Artikel 6 Wonen
6.1 Bestemmingsomschrijving
De voor 'Wonen' aangewezen gronden zijn bestemd voor:
-
a. gestapelde woningen maximaal 3 lagen, ter plaatse van de aanduiding 'gestapeld';
-
b. tuinen en erven;
-
c. bij deze bestemming behorende voorzieningen, zoals groenvoorzieningen, parkeervoorzieningen en waterhuishoudkundige voorzieningen.
6.2 Bouwregels
Op deze gronden mag worden gebouwd, en gelden de volgende regels.
6.2.1 Hoofdgebouwen
-
a. alleen bouwen binnen een bouwvlak;
-
b. aantal woningen: het ter plaatse van de aanduiding 'maximum aantal wooneenheden' aangegeven aantal;
-
c. per bouwperceel maximaal één hoofdgebouw;
-
d. goothoogte maximaal 11 meter;
-
e. bouwhoogte, tenzij anders aangegeven, maximaal 13 meter;
-
f. dakhelling minimaal 20º en maximaal 75º.

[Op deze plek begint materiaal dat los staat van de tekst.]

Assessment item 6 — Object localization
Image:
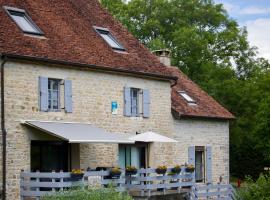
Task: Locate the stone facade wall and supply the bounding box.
[2,62,173,200]
[0,59,229,200]
[174,119,229,183]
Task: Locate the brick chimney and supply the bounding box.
[152,49,171,66]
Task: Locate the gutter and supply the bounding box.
[1,55,7,200]
[171,108,236,121]
[2,54,178,81]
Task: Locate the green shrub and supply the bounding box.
[42,188,132,200]
[237,174,270,200]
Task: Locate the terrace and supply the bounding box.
[20,167,234,200]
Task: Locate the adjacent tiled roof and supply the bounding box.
[0,0,233,119]
[170,67,234,119]
[0,0,171,76]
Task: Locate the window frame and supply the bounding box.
[3,6,44,36]
[195,146,206,183]
[130,88,141,117]
[48,78,62,112]
[93,26,126,51]
[178,91,197,105]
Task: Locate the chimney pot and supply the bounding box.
[152,49,171,66]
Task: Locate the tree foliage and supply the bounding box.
[101,0,270,177]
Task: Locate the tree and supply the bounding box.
[101,0,270,177]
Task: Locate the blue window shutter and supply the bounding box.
[118,146,126,169]
[143,90,150,118]
[188,146,195,166]
[188,146,196,182]
[39,76,48,112]
[206,146,212,183]
[65,80,72,113]
[124,87,131,117]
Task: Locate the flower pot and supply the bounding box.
[110,171,121,179]
[70,174,84,181]
[186,168,194,173]
[126,170,137,176]
[172,168,181,174]
[156,168,167,175]
[170,181,179,190]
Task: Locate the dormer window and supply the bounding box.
[179,91,196,105]
[94,27,125,51]
[4,7,43,35]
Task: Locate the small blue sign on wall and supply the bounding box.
[112,101,118,115]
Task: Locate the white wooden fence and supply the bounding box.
[20,168,194,199]
[190,183,236,200]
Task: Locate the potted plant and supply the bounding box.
[156,165,167,175]
[110,167,122,178]
[70,169,84,181]
[172,165,181,174]
[126,166,137,175]
[186,165,195,173]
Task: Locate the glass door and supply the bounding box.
[31,141,69,172]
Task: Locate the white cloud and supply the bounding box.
[239,6,270,15]
[218,2,240,13]
[246,18,270,60]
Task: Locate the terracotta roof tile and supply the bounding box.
[0,0,171,76]
[170,67,234,119]
[0,0,233,119]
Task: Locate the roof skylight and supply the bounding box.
[179,91,196,104]
[4,7,43,35]
[94,27,125,51]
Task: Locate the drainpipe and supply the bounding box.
[1,56,7,200]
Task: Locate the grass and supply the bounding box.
[42,188,132,200]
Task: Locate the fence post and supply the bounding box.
[206,183,210,199]
[162,173,166,195]
[217,183,220,199]
[52,170,55,192]
[60,170,64,191]
[36,170,40,200]
[140,168,144,197]
[20,169,25,200]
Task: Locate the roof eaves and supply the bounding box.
[172,108,236,121]
[0,53,178,81]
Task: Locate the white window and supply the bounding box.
[130,88,140,117]
[195,146,206,182]
[5,7,43,35]
[179,91,196,104]
[94,27,125,51]
[48,79,61,111]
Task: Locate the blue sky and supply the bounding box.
[215,0,270,60]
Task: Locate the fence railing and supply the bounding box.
[190,183,235,200]
[20,168,194,199]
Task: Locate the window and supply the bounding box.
[39,76,73,113]
[119,144,147,169]
[179,91,196,104]
[94,27,125,51]
[5,7,43,35]
[48,79,61,111]
[124,87,150,118]
[130,88,140,117]
[195,146,205,182]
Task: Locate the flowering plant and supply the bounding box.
[71,169,83,174]
[126,166,137,174]
[172,165,181,174]
[156,165,167,174]
[186,165,195,172]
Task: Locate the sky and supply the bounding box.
[215,0,270,60]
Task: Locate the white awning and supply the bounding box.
[23,120,135,144]
[129,132,178,142]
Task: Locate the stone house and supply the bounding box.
[0,0,234,200]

6.2.2 Aan- en uitbouwen, bijgebouwen
-
a. bouwen binnen en buiten het bouwvlak;
-
b. het gezamenlijke oppervlakte buiten het bouwvlak per hoofdgebouw is maximaal 30 m2;
-
c. bouwhoogte bedraagt maximaal 3 meter;
-
d. erkers, entreeportalen en vergelijkbare bouwwerken moeten voor de voorgevel gerealiseerd worden;
-
1. horizontale diepte maximaal 1,5 meter;
-
2. ligging uit de voorste perceelsgrens minimaal 2 meter;
-
3. gezamenlijke breedte: maximaal 4 meter.
6.2.3 Bouwwerken, geen gebouwen zijnde
De bouwhoogte van:
-
a. erf- en terreinafscheidingen vóór de gevellijn:
-
1. in open constructie maximaal 1,5 m;
-
2. overigens maximaal 1 m;
-
b. erf- en terreinafscheidingen achter de gevellijn maximaal 2 m;
-
c. overige bouwwerken, geen gebouwen zijnde maximaal 3 m.
6.2.4 Ondergronds bouwen
-
a. ondergronds bouwen tot verticale diepte maximaal 4 meter.
6.3 Afwijken van de bouwregels
Bij omgevingsvergunning kan worden afgeweken van het bepaalde in artikel 6.2.1 sub f voor het toestaan van een plat dak met dien verstande dat een gebouw niet in zijn gehele mag worden voorzien van een plat dak.